Los años pasaron y el sector fue transformándose de habitacional a comercial y en albergue de oficinas magisteriales, y un mal día ya no hubo niños para inscribir y su condena fue ineluctable.
Sus viejos muros que yo creía eternos cayeron ante el peso de la maquinaria y la fuerza de los trabajadores, quedando sólo un montón de escombros donde hubo risas, juegos, impartición de sabiduría y alegría, vocación por la enseñanza y ruidos de los animales que pastaban cerca: rebuznos de burros errantes, bramidos de vacas lecheras, aullidos de coyotes, ojos insomnes de lechuzas, croar de sapotoros y ranas, saltos de charales de múltiples colores, cangrejos y tules en los canales que circundaban el rumbo, también la solitaria casa donde vivía Alfonso Amparán, el futuro gran pintor.

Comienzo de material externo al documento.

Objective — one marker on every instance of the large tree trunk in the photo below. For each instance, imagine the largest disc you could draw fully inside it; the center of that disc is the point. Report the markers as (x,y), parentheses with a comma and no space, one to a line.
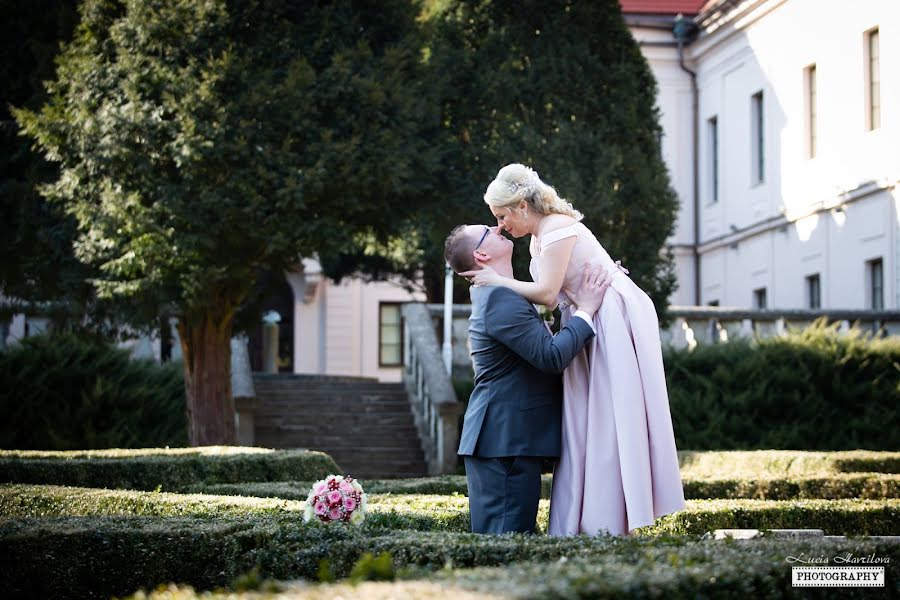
(206,346)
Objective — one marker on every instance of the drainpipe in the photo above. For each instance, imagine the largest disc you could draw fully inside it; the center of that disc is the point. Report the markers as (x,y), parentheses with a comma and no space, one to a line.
(684,31)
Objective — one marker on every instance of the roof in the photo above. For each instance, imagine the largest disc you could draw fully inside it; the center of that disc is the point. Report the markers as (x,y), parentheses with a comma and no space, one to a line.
(662,7)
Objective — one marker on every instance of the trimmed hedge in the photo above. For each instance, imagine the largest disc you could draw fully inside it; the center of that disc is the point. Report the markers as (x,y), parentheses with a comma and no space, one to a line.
(63,391)
(766,464)
(169,469)
(93,557)
(835,517)
(815,389)
(451,513)
(865,486)
(630,569)
(424,513)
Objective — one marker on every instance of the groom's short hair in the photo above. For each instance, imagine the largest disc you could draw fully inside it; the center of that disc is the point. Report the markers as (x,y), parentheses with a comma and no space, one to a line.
(458,249)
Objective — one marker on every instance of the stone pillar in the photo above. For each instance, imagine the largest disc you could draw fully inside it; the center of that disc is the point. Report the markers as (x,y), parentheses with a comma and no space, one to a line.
(243,392)
(270,341)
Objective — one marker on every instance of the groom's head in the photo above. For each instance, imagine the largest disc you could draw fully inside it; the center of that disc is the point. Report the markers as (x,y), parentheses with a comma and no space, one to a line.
(466,242)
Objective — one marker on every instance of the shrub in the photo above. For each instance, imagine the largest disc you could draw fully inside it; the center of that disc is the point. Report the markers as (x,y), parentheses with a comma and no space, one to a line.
(169,469)
(812,389)
(784,463)
(64,392)
(871,486)
(94,557)
(451,513)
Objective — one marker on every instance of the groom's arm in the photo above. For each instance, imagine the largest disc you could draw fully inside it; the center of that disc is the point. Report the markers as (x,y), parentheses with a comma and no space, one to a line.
(511,320)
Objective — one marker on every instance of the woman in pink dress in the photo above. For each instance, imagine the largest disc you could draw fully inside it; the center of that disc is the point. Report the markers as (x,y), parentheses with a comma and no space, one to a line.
(619,466)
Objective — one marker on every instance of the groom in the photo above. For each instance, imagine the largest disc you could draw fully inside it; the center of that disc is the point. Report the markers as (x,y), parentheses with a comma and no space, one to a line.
(514,418)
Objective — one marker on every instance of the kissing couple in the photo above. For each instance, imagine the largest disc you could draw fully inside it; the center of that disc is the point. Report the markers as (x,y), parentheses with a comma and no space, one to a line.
(606,420)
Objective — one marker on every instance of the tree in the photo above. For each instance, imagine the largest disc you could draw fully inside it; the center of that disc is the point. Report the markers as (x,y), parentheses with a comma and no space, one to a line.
(38,271)
(201,142)
(561,86)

Creo que los picos y las palas que vi demoliendo mi querida escuela, en cuyo patio estaba la modesta vivienda del profe Salatiel y su familia, también arrazarán con la vieja cancha de básquet, así como los avatares de la vida arrasaron con los sueños de tantos de mis ex condiscípulos y premiaron los esfuerzos y sacrificios de otros, entre ellos los del Torero Gómez, calificado como el mejor maratonista mexicano de la historia, que entre clase y clase salía a correr, que se robaba la hora del recreo para correr, correr y correr sobre el césped silvestre de aquella laguna que un día se cansó de esperar la lluvia y se secó, justificando así su triste y premonitorio apodo: La Laguna Seca.
El miércoles pasado, en pleno calorón de mediodía, con el sol mordiendo, en la grata compañía de mi cuñada Nany y mi nieta la Guayaba, pasé por ahí y vi el desastre.
Con hábil y arriesgada maniobra estilo Checo Pérez, di el volantazo y rayando llanta me detuve ante la vetusta puerta, donde Garibay nos vendía sus ricos cueritos y sus membrillos enchilados, medianamente limpios, sumamente caros para el vacío bolsillo.
Le dije " con permiso" a su fantasma y pasé a donde la cuadrilla de trabajadores hacía su cruel labor destructiva.
El ingeniero en jefe, que seguramente algo tiene de poeta, algo raro me notó y acercándose, luego que se desengañó que no se trataba de un golpe de calor sino de algo más grave, con voz condolida le dijo a su gente:" A este señor lo está matando un recuerdo".
Me reconoció y sin decir palabra se alejó unos pasos, le dijo a la Guayaba que tomara una foto de la placa de inauguración que estaba en el suelo lista para el kilo, y mudo, con la vista baja, me entregó otra, con la que hace tanto el director Ruiz Aldaz, profesores, padres de familia y alumnado bautizaron inmerecidamente con mi nombre la modesta biblioteca que estaban por derrumbar.
Salí de ahí sudando calor y lágrimas y por más que estiré el pescuezo hacia todos lados no pude ver ni uno de los recuerdos que vi en la media hora que pasé en el patio de mis sueños.